Childhood movies lead to nostalgia and new relationships

Raven Easterly, In-depth Editor

  Sitting in front of the television screen, wondering what to watch next, one may feel a spontaneous desire to skip past the new programs available and revisit an early 2000s Disney show or 90s cartoon movie. By impulse, one may choose a classic movie or TV show over new releases. While this feeling may seem to stem from simple curiosity, there are deeper psychological reasons driving such behavior. 

  Oftentimes, the programs one chooses to rewatch are those that once gave comfort. For example, the 90s show “Friends” could remind people of their youth and watching it with their families. 

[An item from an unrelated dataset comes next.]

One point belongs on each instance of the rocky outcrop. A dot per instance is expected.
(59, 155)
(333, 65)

  According to the brain takes our most meaningful experiences and ties all the contextual information to the memory. This means that people have affective memories or ones that are strongly connected to a specific emotion to the emotional context as well as the sensory imprints of the event. 

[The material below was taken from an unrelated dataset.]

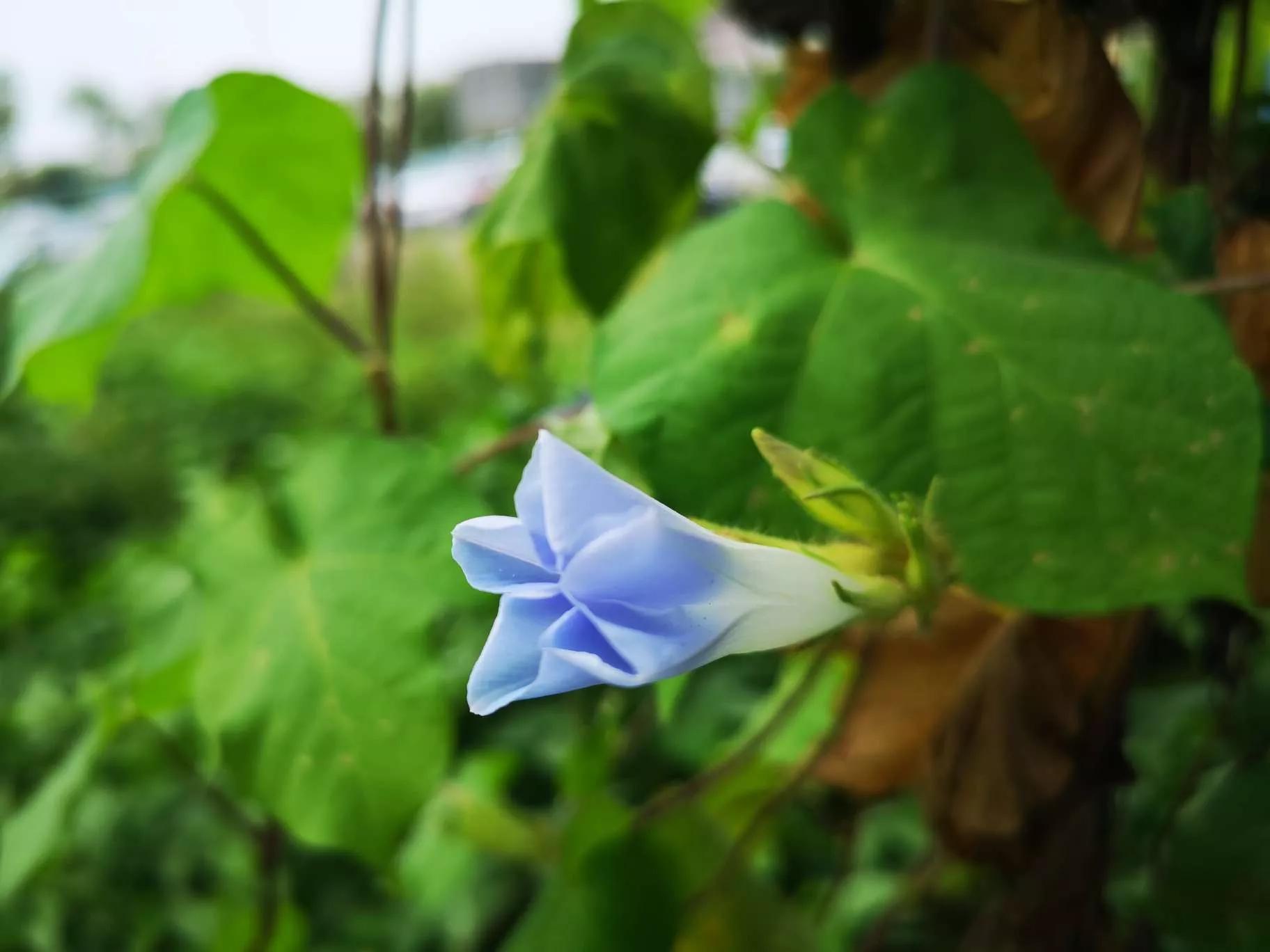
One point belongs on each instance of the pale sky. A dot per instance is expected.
(148, 51)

  These nostalgic movies have allowed people who watched the same shows as kids to connect and look back on the show and any random memories of scenes or lines that have stayed in our long-term memory.  

  Memories of these scenes can give a small push for strangers to turn into friends. With favorite childhood shows, it can lead to friendships with many others who also enjoyed the show.

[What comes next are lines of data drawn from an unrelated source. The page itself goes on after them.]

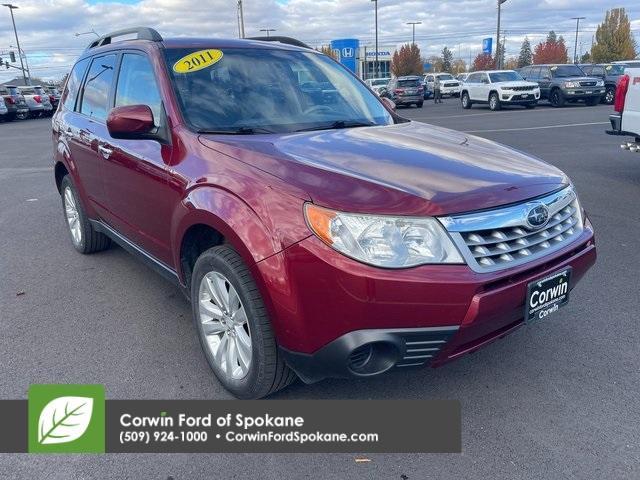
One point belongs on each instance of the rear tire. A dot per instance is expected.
(84, 238)
(556, 98)
(466, 101)
(242, 326)
(494, 102)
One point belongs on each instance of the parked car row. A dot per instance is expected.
(27, 102)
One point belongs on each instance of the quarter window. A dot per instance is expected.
(137, 85)
(95, 97)
(72, 86)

  When coming across someone who enjoyed the same childhood show, there is a much higher chance to like them as a person due to the similarity.  

  Meeting people who share our attitudes makes us feel more confident in our own attitudes about the world. If someone loved “Kim Possible,” meeting another fan shows them that loving the show is okay, and maybe even a virtue.   

  By staying connected to the optimism and hope of our youth, while maintaining a more mature perspective, we can have moments full of wonder and hope while being able to understand the things going on around us.